Alleine zusammen arbeiten
Studien zeigen, dass gerade in Großstädten diese Form des Arbeitens großen Anklang findet. Die Angebote sind sehr unterschiedlich: Einige bieten zusätzlich Kinderbetreuung, andere ein Urlaubsambiente, kombiniert mit Yoga-Einheiten in der Mittagspause. Im ländlichen Raum sind die Orte, um „alleine zusammen zu arbeiten“ oft auf das Wesentliche reduziert. Was aber alle eint, ist eine ganz maßgebliche Voraussetzung: Gutes Internet. Es ist die Einstiegshürde, die jeder Anbieter eines Coworking-Spaces nehmen muss. Denn alle Coworker sind auf diesen Kommunikationskanal angewiesen. „Das kann schon mal zu Ärger führen“, weiß Frank Höhne, der trotz Glasfaseranschluss ab und an mal Probleme mit dem Online-Zugang hat.

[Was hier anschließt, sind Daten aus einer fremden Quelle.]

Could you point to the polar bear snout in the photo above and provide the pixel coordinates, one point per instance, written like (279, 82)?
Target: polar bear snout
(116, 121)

Obwohl der ländliche Raum nicht für flächendeckend schnelles Internet bekannt ist, bescheinigt die Studie „Coworking im ländlichen Raum – Menschen, Modelle, Trends“ der Bertelsmann Stiftung gerade den weniger stark bevölkerten Regionen großes Potenzial für das Konzept des Coworkings. Kürzere Wege zur Arbeit und so eine bessere Vereinbarkeit von Familie und Beruf sowie ökologische Vorteile sind nur einige Argumente. Gleichzeitig trägt das gemeinsame Arbeiten verschiedener Professionen zur Integration Zugezogener bei. Es unterstützt den Netzwerkgedanken, der nicht nur für Neugründungen von Betrieben und Unternehmen notwendig ist, sondern auch sonst in der Arbeitswelt an Bedeutung gewinnt.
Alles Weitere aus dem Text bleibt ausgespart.